Geplaatst

KRANTENKUIL

Vroeger heette het de krantenkuil. Waarschijnlijk omdat een klein afstapje naar deze ruimte enig verschil met de begane grond bewerkstelligde. De krantenkuil was het oud papierhoekje van de centrale bibliotheek, die toen nog tegenover het huidige hoofdgebouw zat.

 

De krantenkuil had iets morsigs. De stapels oude kranten leken de ruimte te domineren. Sfeerbepalend was ook de onbestemde koffieautomaat, die voor een kwartje of daaromtrent een bekertje met een drabbige substantie vol reutelde.
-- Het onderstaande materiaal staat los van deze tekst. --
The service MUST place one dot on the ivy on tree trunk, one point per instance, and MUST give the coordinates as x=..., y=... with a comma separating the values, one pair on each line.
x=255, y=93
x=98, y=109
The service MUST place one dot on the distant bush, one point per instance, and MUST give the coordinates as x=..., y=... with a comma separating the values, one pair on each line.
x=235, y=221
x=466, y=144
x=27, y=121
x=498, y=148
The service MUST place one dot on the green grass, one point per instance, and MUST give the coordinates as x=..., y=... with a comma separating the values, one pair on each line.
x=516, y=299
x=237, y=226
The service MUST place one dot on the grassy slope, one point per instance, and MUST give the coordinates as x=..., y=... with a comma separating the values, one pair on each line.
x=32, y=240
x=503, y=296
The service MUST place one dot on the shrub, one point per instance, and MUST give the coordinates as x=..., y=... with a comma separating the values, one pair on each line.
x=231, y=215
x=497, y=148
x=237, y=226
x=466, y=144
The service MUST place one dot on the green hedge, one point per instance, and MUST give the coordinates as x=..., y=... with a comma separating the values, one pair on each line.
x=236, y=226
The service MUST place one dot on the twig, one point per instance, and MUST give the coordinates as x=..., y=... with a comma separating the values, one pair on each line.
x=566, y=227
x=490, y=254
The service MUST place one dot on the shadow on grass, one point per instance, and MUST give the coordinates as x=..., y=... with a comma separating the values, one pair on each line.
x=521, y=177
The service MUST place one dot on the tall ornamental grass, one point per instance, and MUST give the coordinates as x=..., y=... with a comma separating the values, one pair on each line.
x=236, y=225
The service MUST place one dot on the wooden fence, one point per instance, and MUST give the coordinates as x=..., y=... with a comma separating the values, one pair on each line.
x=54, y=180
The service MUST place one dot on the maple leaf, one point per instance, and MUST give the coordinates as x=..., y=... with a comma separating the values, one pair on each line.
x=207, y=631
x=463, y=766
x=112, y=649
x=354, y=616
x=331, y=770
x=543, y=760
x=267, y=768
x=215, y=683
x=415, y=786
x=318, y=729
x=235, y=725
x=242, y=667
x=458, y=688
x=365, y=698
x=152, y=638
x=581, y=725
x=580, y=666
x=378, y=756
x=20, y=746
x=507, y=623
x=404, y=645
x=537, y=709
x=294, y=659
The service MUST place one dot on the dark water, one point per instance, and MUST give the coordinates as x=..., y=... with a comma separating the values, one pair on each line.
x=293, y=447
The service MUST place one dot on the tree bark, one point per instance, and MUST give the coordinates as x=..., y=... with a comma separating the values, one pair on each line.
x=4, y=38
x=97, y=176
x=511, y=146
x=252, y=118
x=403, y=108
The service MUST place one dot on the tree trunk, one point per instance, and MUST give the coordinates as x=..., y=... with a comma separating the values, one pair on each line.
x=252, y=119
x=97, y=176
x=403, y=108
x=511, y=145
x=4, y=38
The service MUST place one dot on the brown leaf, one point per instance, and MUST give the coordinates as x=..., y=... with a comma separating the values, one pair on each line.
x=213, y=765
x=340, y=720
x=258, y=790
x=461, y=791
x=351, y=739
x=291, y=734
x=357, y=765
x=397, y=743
Er leken ook hoofdzakelijk morsige mannetjes rond te hangen. Morsige mannetjes in jassen die altijd een beetje naar regen roken. Ook als het droog weer was. Het waren mannetjes, die  altijd verdiept leken in stapels oude kranten. Alsof er in het oude nieuws nog iets van groot belang te herontdekken viel. Of omdat degenen die het eerste binnen waren alle kranten van de dag al hadden ingepikt, en in een tergend slakkentempo het verse nieuws uitspelden. Want de dag was nog lang.

Ik denk niet dat ze uitgestorven zijn, die archetypische krantenkuilmannetjes. Ze drukken alleen hun stempel minder in de huidige leeshoek, waar alles veel lichter en gelijkvloers is. En bovendien veel ruimer. De rekken met tijdschriften en kranten staan niet meer zo op elkaar gepropt als in de kuil destijds. Dit geldt eveneens voor de tafels waaraan de kranten doorgenomen worden. De concentratie aan krantenkuilmannetjes is hierdoor vanzelfsprekend minder hoog.

Alleen van de week zag ik er ineens een. Gehuld in een donkere regenjas, die hij consequent aanhield. Hij droeg een bril aan een breed rood koord, met het opschrift ‘Superfast Ferries’. De tafel waaraan hij zat lag bezaaid met de meest uiteenlopende papieren, die hij uit een ordner haalde dan wel erin opborg. Hij voorzag alle papieren van gaatjes met een perforator. Klaarblijkelijk kwam dit alles uit een verkreukelde Emtétas, die te midden van alle stapels paperassen lag. Alleen hij kende de weg in deze uitdragerswinkel. 

Hij perforeerde er lustig op los, en maakte voortdurend aantekeningen in een schoolschriftje. In zijn eentje liet hij de krantenkuil uit de jaren tachtig in alle rommeligheid en frommeligheid herleven. Daar kon geen architectuur, indeling of gunstige lichtinval tegenop.